Ce qui est valable, en général, pour les MBA américains l’est aussi, en particulier, pour la plus prestigieuse des écoles de commerce français, HEC. Comme le constate une diplômée[Qui ?] : « Le problème, c'est que dans les qualités intrinsèquement attribuées aux femmes, la modestie, la discrétion et même le silence sont leur lot. Si une femme demande une promotion, elle enfreint plusieurs de ces attributs féminins : elle cesse d'être modeste en pensant qu'elle mérite une promotion, elle prend la parole (au lieu de garder le silence). In fine, elle se verra reprocher son ambition « démesurée », une agressivité « déplacée » - alors que pour un homme, il est considéré comme normal - voire positif - de demander une promotion. » D’où la création, au sein de l’association des anciens élèves, d’HEC au Féminin[14] pour offrir des outils de carrière - parfois très concrets comme « comment demander une promotion » ou organiser des rencontres avec des femmes manager qui peuvent servir de modèles.

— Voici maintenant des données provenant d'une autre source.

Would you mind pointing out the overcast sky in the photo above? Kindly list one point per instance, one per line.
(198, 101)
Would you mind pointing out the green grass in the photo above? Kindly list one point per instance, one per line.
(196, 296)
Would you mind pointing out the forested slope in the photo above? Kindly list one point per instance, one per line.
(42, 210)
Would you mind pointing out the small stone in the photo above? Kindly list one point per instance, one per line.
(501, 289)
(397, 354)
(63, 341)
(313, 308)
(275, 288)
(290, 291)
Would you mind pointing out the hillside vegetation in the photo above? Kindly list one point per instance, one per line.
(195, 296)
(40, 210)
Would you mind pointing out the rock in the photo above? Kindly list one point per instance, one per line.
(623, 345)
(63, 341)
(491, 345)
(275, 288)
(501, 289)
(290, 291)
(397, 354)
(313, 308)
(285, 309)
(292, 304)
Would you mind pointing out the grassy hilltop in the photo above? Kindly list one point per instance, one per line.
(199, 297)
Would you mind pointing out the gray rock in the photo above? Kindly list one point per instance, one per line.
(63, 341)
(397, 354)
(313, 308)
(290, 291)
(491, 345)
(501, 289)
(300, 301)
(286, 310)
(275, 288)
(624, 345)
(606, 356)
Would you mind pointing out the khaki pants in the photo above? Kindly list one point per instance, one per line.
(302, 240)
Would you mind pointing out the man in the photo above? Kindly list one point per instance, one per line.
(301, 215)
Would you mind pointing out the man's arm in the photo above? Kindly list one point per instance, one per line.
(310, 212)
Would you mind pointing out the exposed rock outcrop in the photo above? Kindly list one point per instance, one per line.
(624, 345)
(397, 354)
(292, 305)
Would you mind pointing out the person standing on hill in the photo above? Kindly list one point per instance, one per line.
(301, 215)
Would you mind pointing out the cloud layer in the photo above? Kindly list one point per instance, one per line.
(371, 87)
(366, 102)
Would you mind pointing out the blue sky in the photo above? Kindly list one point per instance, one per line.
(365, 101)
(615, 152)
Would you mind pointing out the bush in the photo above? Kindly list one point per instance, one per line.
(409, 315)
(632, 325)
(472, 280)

Pour lutter objectivement contre ce plafond de verre, des chercheurs de McKinsey ont démontré depuis 2007 qu’une entreprise dont la direction est mixte avec une plus forte représentation de femmes est plus performante qu'une entreprise dont le comité de direction est non mixte[15].

Explications de l'écart de salaire attribuées aux trajectoires personnelles[modifier | modifier le code]

Une étude réalisée par des économistes béhavioristes aurait montré que les femmes sont moins motivées à gagner de l'argent. Selon eux, le mythe de la jeune louve aux dents longues n'a jamais existé et n'existera sans doute jamais[13].

Cette différence de motivation pourrait, selon certains auteurs[Qui ?], aussi être liée au fait que les femmes sont, pour des raisons culturelles, le plus souvent mariées à des hommes qui peuvent subvenir à leurs besoins financiers, et pour qui cette différence de revenus entre le mari et la femme constitue la raison d'être du mariage. Dans ces conditions, la femme est confrontée à des impératifs financiers moins prenants, ce qui tend à la rendre moins exigeante lors de la négociation salariale[réf. nécessaire].

L’INSEE constate que « pendant leurs six premières années de vie active, les hommes ont des salaires médians supérieurs de 10% à ceux des femmes : 1 380 euros par mois, toutes primes comprises, pour les hommes et 1 260 euros pour les femmes en 2008[16]. »

De nombreuses disparités entre les populations des hommes et des femmes rendent difficile la comparaison.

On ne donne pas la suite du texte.